TDP, opposition to raise Andhra special category status issue in Parliament
Andhra opposition leader and YSR Congress chief Jaganmohan Reddy said his party MPs would quit on April 6 if the Centre did not grant the state special status by then.
india Updated: Mar 01, 2018 15:07 ISTHindustan Times, Hyderabad

The demand by Andhra Pradesh for a special category status, which the Centre has described as a closed chapter, is snowballing into a major political issue ahead of the next year’s assembly elections with the ruling TDP and other opposition parties threatening to stall Parliament’s budget session from Monday.
The main opposition YSR Congress party has taken up the issue as a matter of prestige and self-respect for the people of the state. It organised protest rallies on Thursday in all district headquarters demanding the Centre grant the status to Andhra Pradesh.
Its president YS Jaganmohan Reddy, who completed 100 days of “Prajasankalpa Yatra” on Wednesday, suspended the marathon foot march for a day to take part in the protests at Cheemakurthi in Prakasam district.
He said his party MPs will disrupt the budget session of Parliament to highlight this demand.
“We shall give one month’s time to the NDA (National Democratic Alliance) government to announce the status. If there is no response from the Centre, our MPs would resign from their parliamentary membership en masse on April 6 and take a plunge into the direction again,” he said.
Chief minister N Chandrababu Naidu’s Telugu Desam Party, an alliance partner of the NDA that accepted the offer for a special financial package in lieu of the special category status, has now been forced to revive the demand.
Read | Jagan says YSR Congress MPs will quit on April 6 for Andhra’s special category status
The ruling party’s legislators are also planning to stall Parliament to raise the pitch for the special category status, apart from demanding the fulfilment of other promises made in the Andhra Pradesh Reorganisation Act, 2014.
“We agreed for a special financial package only after the Centre said the 14th finance commission had not approved the special category status to any state and that it would extend all the financial benefits to the state that would have accrued to the state had it been given the special status,” Naidu said during a meeting of the party’s coordination committee held in Amaravati on Tuesday.
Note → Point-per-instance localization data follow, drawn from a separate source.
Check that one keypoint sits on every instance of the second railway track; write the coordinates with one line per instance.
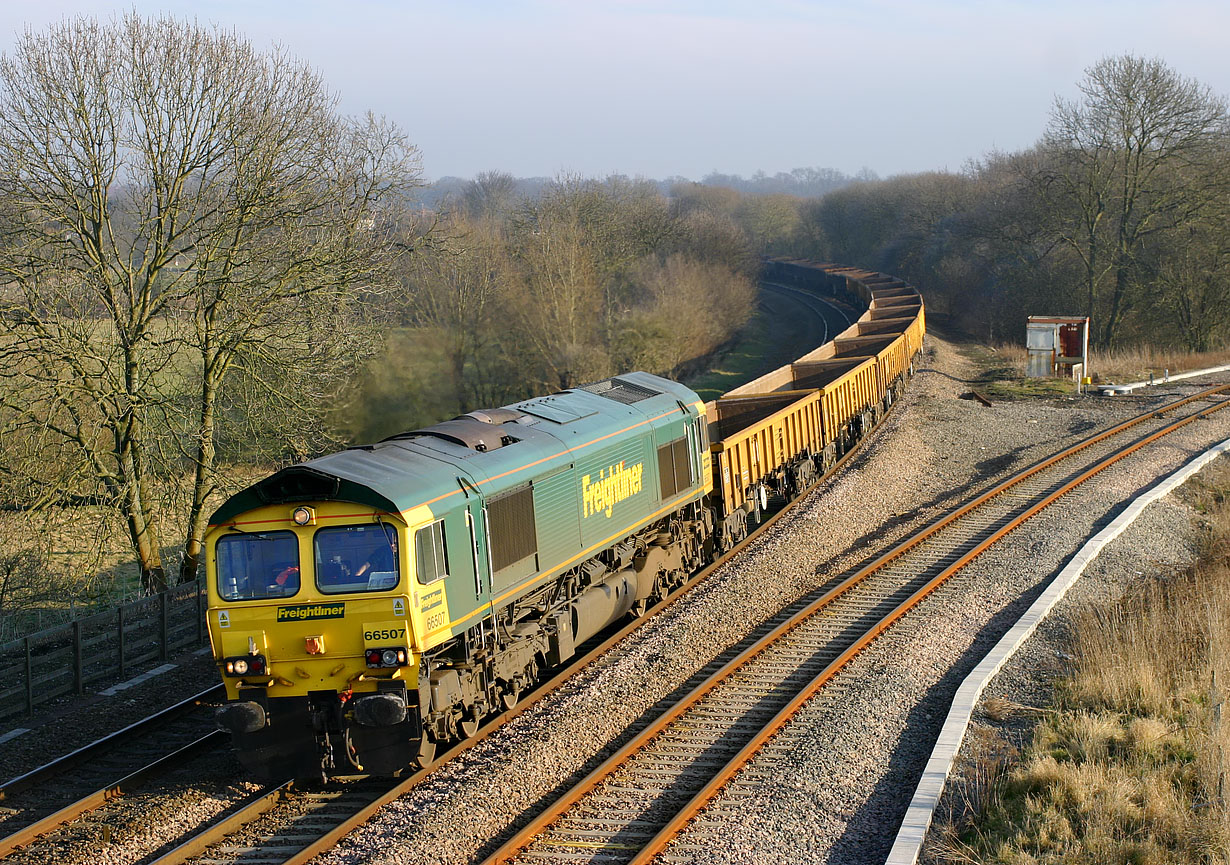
(634, 805)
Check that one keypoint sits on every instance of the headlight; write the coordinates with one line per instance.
(246, 665)
(394, 656)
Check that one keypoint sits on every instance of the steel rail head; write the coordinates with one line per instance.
(91, 749)
(99, 797)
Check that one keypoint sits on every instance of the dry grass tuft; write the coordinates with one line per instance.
(1132, 765)
(1127, 364)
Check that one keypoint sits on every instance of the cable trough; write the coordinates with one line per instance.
(632, 806)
“We waited for two years and the promised assistance under special package has not been given in full,” he added.
The chief minister was caught in an embarrassing situation after the Centre in August last year extended the special category status to the northeast and Himalayan states for a period of 10 years. It also announced the refund of the central share of Goods and Services Tax (GST) to the industrial units in these states by earmarking Rs 27,413 crore for the till March 31, 2017.
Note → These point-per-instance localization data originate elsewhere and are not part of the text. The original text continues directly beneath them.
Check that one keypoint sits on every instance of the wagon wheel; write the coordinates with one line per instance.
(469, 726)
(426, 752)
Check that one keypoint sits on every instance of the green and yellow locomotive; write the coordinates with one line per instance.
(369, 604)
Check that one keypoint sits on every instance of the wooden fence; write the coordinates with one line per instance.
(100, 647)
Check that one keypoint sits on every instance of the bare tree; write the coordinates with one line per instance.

“But the NDA government extended the same to these states just because there are elections. Now, we too demand the special category status to AP. It is natural justice,” Naidu said.
Other political parties such as the Congress and Jana Sena Party headed by actor Pawan Kalyan have also been organising meetings to make the special category status a political issue in the next elections.
The Bharatiya Janata Party, the ally of the TDP, however, criticised Naidu for turning back on his decision.
“How can Naidu take a U-turn and demand the special category status when he has already accepted the assistance under special financial package? This is nothing but petty politics,” BJP state general secretary Vishnuvardhan Reddy said.
What is special category status?
States with hilly and difficult terrain, low population density, strategic locations along borders, economic and infra backwardness and non-viable nature of state finances get the status.
Assam, Arunachal Pradesh, Meghalaya, Manipur, Mizoram, Nagaland, Sikkim, Tripura, Uttarakhand, Himachal Pradesh, Jammu and Kashmir have been accorded the status.